Today my daughter and I went to a local Japanese/Asian store to find ingredients to make our oden. There were packages of pre-selected ingredients assembled for making oden (including a powder to make the broth). But using the recipe below as a quide, we choose some interesting-looking things: konnyaku, fried fish balls, sardine dumplings (iwashi tsumire), chikuwa, and narutomaki. Mr. Tess kindly went to another store to find hanpen which is described so charmingly in the book—it cooked to a mushy but tasty consistency.
I was curious about the sardine dumplings because there is a recipe in The Japanese Kitchen which I’m planning to try in future. They turned out to be my favorite in this stew! The fried fish balls contained a lot of artificial ingredients and tasted to me like hot-dogs, but my dining companions liked them. In the end, I’m saving the chikuwa and nrutomaki for another meal.
I suspect this hot-pot would be great to eat a second day, but we all liked it so much that there were not leftovers!
Hot Stew with Assorted Fish Cakes
serves 4 to 6
- 1 pound daikon,
peeled, halved lenthwise, then cut cross-wise into 1-inch thick half moons
- 3/4 pound small ptoatoes
(mine were large, so I cut them into quarters)
- 1 konnyaku (taro or yam gelatin) cake
- 8 to 10 satsuma-age
(fried fish cakes) the size of ping-pong balls
- 2 hanpen (simmered fish cakes),
quartered into triangular shapes
- 1 kamaaboku (steamed fish cake),
cut into 1/3-inch slices
- 7 cups kombu dashi
- 1/4 cup usukochi shoyu (light colored soy sauce)

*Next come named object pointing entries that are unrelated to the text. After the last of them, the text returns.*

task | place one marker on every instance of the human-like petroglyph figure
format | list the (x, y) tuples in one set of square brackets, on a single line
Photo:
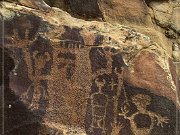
[(36, 4), (176, 52), (39, 92), (99, 105), (142, 101)]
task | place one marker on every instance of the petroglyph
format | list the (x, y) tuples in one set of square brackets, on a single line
[(142, 102)]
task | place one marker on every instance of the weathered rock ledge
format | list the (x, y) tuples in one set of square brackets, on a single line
[(63, 65)]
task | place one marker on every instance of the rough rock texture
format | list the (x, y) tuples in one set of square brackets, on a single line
[(69, 76)]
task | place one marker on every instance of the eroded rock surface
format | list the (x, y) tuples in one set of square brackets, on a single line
[(87, 77)]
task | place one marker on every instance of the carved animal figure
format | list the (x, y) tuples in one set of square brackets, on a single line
[(36, 4)]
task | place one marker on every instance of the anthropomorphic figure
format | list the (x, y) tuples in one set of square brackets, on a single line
[(176, 52), (142, 102)]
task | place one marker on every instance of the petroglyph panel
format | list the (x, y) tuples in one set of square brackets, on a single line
[(80, 89)]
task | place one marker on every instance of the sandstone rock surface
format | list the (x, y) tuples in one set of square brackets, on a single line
[(64, 65)]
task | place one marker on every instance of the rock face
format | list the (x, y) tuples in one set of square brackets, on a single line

- 1/4 cup shoyu (soy sauce)
- 1/4 cup mirin
- 1 Tablespoon sugar
- 4 hardboiled eggs, shelled
- Hot Japanese mustard paste
- hot plain rice
•• Put the daikon into a medium pot, and add water to cover the daikon by 2 inches. Place the pot over moderate heat, bring the water to a boil, and cook for 15 minutes. Drain the daikon and set it aside.
•• Put the ptatoes into a medium pot, cover them with cold water, and cook them until they are done but sitll firm. Drain and cut them into halves.

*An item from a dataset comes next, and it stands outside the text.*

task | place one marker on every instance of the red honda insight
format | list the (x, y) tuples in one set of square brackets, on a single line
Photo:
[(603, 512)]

•• Put the taro gelatin into a medium pot of boiling water, and boil the gellatin for 1 minite. Drain it and cut into eight triangels.

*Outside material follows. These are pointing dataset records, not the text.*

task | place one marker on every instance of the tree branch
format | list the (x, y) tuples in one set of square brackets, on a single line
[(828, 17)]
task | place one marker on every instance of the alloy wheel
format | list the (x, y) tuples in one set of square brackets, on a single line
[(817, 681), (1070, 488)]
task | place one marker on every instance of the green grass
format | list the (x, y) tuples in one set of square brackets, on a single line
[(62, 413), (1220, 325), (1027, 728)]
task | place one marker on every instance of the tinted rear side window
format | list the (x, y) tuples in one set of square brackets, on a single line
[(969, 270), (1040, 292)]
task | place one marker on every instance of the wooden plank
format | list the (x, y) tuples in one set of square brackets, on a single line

•• To remove the excess oil from the fried fish cakes, put them in a colander and rinse them with boiling water.
•• In a large stew pot, bring the kelp stok, usukuch and shoyu, mirin, and sugar to a boil over high heat. Reduce the heat to low, and add all the fish cakes and the par-boiled ingredients including the eggs.
•• Cook, partially covered for 3 hours. Add water as necesssary to keep the broth from reducing to less than half of its original quantity. Taste the broth and add a little more shoyu, mirin, or sugar to your taste.
•• Bring the hot pot to the table. If possible, keep the stew hot on a portable stove. Let the diners help themselves, choosing the ingredients they prefer and trnasferring them to individual bowls along with some broth and mustard paste.